As you can see, parenting time and rights run both ways. Family court judges widely agree that having a robust relationship with both parents remains in the child’s best interest. And while parenting plans and court orders are put in place as guidelines to support the child’s interest first and foremost, no one could have predicted the global pandemic. Needless to say, accounting for safety measures to protect against a once-in-a-generation virus presents a unique challenge.
But that’s precisely why mechanisms such as Child Visitation Letters are in place. They open a door for parents to make changes and clarifications when necessary. If you are planning a family get-together during the holidays, these are items worth including in your letter.
- Time and date of the holiday visitation.
- When the child will be picked up.
- A travel itinerary and where the family gathering will take place.
- The number of people expected at the holiday gathering.
- Description of the anticipated activities.
- Details about coronavirus safety measures such as masks, hand sanitizers, and social distancing.
Can I change the visitation schedule if we disagree on COVID precautions during the holidays?
There are a few ways to address differences of opinion regarding the unique challenges of coronavirus safety during the holidays. If you have a mutually agreed-upon Parenting Plan in place, open and candid communications that result in a meeting of the minds typically proves fruitful. If you and your ex cannot reach a reasonable consensus, it’s essential to understand you may not be able to change the visitation schedule unilaterally.
As the first wave of the pandemic spread, regional and federal governments instituted shelter-in-place mandates. Many called for people to engage in only essential work and travel. Family courts usually considered visitation orders to fall within the parameters of “essential” travel. By that same token, random travel and human contact may not pass muster in court.
Preventing visitation or exceeding an order can result in serious legal consequences. These might include being held in contempt, limiting parenting time, or changing who is the custodial parent in some cases.
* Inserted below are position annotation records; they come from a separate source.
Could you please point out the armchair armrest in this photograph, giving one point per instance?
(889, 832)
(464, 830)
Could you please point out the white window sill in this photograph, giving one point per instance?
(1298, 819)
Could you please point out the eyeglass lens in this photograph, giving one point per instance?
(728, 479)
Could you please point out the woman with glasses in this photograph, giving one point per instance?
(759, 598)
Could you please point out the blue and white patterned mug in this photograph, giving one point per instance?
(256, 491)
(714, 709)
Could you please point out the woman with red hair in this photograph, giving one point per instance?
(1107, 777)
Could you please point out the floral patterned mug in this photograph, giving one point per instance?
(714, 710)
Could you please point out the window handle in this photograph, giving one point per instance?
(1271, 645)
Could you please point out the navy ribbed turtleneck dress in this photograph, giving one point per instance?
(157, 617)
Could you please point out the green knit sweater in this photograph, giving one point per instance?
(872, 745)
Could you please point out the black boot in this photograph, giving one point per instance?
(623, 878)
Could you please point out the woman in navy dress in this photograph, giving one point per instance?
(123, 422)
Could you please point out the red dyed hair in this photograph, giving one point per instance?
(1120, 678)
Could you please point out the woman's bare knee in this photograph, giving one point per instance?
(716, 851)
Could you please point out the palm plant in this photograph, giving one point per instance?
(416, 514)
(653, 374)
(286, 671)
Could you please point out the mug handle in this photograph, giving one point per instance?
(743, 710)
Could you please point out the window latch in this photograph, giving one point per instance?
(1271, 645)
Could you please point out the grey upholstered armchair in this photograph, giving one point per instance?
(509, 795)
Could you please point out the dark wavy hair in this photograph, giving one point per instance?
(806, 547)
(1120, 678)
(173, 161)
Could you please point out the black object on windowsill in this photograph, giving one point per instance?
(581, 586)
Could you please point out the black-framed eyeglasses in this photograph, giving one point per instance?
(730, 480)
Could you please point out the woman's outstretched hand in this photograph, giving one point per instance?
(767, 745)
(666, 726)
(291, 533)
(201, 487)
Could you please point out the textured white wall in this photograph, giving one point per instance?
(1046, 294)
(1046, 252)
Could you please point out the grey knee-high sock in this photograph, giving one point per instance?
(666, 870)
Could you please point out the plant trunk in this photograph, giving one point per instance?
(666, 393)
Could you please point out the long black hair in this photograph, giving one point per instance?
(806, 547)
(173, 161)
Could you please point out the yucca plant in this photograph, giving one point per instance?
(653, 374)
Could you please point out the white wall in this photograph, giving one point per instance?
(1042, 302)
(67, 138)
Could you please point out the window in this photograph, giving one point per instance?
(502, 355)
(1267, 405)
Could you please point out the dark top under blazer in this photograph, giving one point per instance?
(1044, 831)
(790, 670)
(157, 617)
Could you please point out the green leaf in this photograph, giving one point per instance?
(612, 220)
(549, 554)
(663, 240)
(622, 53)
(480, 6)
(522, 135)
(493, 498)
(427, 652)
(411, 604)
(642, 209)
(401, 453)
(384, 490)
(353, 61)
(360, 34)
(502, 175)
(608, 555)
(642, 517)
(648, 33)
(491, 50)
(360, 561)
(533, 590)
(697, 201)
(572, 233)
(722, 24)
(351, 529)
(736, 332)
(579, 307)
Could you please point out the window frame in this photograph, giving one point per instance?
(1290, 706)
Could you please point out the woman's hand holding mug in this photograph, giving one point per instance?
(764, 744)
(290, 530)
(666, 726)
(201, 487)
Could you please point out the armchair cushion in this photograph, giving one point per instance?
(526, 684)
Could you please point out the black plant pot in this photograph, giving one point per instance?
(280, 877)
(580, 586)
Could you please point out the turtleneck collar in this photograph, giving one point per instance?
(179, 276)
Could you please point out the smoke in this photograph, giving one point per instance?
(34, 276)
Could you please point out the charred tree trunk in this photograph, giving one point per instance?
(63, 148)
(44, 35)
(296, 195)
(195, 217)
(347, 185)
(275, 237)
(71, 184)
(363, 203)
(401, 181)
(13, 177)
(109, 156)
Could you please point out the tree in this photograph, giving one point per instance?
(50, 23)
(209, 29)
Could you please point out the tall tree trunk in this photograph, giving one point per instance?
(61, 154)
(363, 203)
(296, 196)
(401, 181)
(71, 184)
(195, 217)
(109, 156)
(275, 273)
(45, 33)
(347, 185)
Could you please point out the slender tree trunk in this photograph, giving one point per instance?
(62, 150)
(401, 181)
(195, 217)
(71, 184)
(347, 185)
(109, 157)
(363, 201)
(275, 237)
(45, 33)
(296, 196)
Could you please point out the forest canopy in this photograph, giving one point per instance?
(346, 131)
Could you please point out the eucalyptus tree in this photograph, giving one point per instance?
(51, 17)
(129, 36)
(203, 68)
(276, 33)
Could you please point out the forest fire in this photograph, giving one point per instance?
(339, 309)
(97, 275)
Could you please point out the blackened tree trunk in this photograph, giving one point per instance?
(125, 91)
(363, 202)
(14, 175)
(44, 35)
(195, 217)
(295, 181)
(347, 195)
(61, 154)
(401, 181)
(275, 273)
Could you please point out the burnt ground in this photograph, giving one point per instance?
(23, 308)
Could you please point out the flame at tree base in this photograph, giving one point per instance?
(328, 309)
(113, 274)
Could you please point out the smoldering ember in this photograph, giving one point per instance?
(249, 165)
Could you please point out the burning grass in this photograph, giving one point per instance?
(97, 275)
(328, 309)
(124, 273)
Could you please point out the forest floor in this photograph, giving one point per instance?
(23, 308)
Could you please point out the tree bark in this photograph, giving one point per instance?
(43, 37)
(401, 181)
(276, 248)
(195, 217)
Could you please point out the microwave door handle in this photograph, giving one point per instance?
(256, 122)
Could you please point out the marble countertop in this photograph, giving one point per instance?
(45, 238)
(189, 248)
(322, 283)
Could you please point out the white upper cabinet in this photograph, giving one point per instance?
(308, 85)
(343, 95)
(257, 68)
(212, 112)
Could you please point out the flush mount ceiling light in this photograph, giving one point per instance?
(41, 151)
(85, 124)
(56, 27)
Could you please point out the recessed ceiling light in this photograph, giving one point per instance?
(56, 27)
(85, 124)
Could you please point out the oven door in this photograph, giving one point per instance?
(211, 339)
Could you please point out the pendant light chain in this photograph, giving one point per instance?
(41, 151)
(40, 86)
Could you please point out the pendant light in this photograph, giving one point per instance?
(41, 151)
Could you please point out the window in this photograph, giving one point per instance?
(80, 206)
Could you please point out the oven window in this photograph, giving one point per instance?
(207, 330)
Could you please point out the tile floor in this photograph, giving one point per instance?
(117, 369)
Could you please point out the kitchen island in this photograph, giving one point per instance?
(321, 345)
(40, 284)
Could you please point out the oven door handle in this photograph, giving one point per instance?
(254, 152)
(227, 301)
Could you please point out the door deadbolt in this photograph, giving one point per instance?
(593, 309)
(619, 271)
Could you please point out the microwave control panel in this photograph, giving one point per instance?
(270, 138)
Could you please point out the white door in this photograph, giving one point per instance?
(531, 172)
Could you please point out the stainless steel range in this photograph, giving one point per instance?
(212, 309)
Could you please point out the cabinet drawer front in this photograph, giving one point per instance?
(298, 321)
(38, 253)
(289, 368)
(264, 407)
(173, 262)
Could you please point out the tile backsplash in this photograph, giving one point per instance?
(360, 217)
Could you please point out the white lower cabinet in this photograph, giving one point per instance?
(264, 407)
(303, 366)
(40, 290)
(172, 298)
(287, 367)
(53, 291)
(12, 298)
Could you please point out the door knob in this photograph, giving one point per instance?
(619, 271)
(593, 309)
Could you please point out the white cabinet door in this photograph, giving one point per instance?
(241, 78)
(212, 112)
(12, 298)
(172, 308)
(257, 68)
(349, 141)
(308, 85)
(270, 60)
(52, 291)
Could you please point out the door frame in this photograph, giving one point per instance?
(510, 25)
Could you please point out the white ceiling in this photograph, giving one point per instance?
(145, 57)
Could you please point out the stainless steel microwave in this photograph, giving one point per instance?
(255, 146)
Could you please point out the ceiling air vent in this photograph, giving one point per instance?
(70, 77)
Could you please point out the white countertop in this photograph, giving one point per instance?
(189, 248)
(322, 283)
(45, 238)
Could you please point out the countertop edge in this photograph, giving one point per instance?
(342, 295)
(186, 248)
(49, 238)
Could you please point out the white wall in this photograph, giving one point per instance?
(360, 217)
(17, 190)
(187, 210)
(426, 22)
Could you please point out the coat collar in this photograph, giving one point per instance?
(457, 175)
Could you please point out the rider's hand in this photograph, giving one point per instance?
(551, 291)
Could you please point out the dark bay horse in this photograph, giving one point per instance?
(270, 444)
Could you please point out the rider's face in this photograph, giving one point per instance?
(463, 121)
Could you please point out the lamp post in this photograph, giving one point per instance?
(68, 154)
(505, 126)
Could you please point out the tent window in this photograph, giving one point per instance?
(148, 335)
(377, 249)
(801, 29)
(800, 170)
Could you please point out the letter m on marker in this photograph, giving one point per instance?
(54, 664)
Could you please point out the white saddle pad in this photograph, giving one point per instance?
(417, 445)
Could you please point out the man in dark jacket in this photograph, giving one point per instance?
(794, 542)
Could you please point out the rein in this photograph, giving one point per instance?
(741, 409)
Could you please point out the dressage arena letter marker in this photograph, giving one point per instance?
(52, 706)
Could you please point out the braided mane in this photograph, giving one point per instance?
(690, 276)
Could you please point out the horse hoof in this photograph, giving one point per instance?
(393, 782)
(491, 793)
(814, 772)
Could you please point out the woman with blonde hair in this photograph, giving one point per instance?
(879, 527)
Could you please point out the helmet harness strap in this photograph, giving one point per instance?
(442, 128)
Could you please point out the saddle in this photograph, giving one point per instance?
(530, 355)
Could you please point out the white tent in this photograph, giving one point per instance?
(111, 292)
If you strongly disagree about the visitation schedule due to COVID, consult with a lawyer for help before acting.
How can I reset holiday visitation expectations and agreements in writing?
If you feel strongly that the travel associated with an existing visitation order subjects your child to unnecessary risk, alerting the court could be your best option. Family courts across the country fielded complaints and fast-tracked virtual hearings to resolve co-parenting disagreements.
The first step to ensuring your child’s risk of contracting the virus is minimized during holiday visitations may be to prepare a Child Visitation Letter. Consider examples and write out the essential points of your particular problem. Then, weigh those against any existing co-parenting agreements and court orders. It may also be in your best interest to ask a lawyer to help refine the letter before sending it to the other parent.
With any luck, both parents will act reasonably to ensure safety and alleviate each other’s fears. If not, a legal professional can help guide you to notify the court.
This article contains general legal information and does not contain legal advice. Rocket Lawyer is not a law firm or a substitute for an attorney or law firm. The law is complex and changes often. For legal advice, please ask a lawyer.